Figure 12. Increase in Percentage of Primary Care Residents Training in Community-Based Settings (2013—2022)

Data Sources: Analyses of Accredited Council of Graduate Medical Education program-level data to get counts for medical residents; FREIDATM American Medical Association Residency & Fellowship Program Database, a rural residency program list from the RTT Collaborative, and Health Resources and Services Administration Teaching Health Center Graduate Medical Education program dashboards to identify community-based training programs, 2013-2022.

Notes: Community-based training was identified if the majority of training does not take place in a university academic medical center or a hospital with a medical school affiliation (broad) or programs with rural training track or Health Resources and Services Administration Teaching Health Center Graduate Medical Education grant (narrow). Primary care specialties included family medicine, internal medicine, geriatrics, and pediatrics. 

Progress on Policy Solutions: Training

ACTION 3.1: Health care organizations should strive to diversify the primary care workforce and customize teams to meet the needs of the populations they serve. Government agencies should expand educational pipeline models and improve economic incentives. 

  • Some medical schools such as the University of California–Davis are investing in new pathway programs to recruit and retain medical students from underrepresented communities and prepare them for primary care residencies. 
  • No pipeline expansion on the government side.

ACTION 3.2: CMS, [Veterans Affairs], HRSA, and states should redeploy or augment Title VII, Title VIII, and GME funding to support interprofessional training in community-based primary care practice environments. 

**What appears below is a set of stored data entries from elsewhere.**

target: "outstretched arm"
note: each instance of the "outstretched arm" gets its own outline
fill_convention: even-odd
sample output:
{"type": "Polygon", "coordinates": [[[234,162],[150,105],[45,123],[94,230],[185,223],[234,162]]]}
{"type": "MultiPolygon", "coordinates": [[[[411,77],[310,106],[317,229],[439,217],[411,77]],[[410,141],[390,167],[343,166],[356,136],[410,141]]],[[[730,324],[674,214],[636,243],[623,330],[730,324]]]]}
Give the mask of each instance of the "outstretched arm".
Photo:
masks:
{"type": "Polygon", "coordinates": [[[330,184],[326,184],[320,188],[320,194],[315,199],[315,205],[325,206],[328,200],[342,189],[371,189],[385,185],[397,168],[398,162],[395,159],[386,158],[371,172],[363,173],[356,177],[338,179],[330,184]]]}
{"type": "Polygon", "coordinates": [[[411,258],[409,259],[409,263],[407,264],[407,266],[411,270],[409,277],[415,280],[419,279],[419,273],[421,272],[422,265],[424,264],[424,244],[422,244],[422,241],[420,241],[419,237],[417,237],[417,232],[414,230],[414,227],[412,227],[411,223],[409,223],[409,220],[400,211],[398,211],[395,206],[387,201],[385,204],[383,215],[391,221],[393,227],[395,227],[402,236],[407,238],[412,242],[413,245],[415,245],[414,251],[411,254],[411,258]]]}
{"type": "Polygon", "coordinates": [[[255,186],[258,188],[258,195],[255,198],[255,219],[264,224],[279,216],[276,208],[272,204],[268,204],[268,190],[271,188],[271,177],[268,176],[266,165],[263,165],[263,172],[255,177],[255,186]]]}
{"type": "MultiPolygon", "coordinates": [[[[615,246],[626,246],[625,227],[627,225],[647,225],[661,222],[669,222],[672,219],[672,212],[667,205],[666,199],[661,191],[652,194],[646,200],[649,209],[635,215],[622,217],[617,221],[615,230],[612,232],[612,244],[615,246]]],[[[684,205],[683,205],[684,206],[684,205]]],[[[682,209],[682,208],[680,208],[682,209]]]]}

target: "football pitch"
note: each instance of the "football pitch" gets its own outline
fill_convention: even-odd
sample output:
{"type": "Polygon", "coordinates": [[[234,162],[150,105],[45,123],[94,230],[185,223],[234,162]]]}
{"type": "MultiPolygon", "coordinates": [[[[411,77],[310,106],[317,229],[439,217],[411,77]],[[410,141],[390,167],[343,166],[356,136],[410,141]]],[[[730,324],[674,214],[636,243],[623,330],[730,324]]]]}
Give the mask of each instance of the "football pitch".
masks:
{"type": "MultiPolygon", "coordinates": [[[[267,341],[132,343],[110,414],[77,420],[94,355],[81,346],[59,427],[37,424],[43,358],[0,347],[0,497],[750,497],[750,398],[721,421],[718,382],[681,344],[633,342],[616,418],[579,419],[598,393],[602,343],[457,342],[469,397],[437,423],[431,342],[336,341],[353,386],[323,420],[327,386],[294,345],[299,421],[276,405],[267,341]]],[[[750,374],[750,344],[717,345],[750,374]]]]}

  • The federal government has not yet rebalanced GME funding to prioritize training in community-based primary care practice environments, but new bipartisan draft legislation proposes creating new residency positions in primary care and public reporting on federal GME programs. 
  • HRSA’s overall budget in 2024 was slightly less than the budget for 2023, but it did increase spending on “interdisciplinary, community based linkages”83 by $1 million. 
  • CMS’s request for information on the “primary care exception” in the CY25 Medicare PFS indicates promising change on the horizon. The primary care exception allows resident physicians to perform limited services without the physical presence of a teaching physician while under the supervision of that physician. Not only does this allow for firsthand decision-making on the part of the resident, but it also allows for greater revenue for teaching practices in the community. 
  • A Senate committee request for information on needed GME reform was sent to stakeholders. Roundtable discussions were convened with numerous stakeholders in primary care, including physician membership organizations such as the American Academy of Family Physicians. 
  • The proposed Medicare PFS could also provide incentives for practicing physicians to serve as preceptors, bolstering educational opportunities in community-based settings. 
  • Florida legislation passed in 2024 requires Medicaid GME-funded facilities to account for the number and type of physicians being trained and established a GME committee to use this data to oversee the use of funding to better meet the state’s needs.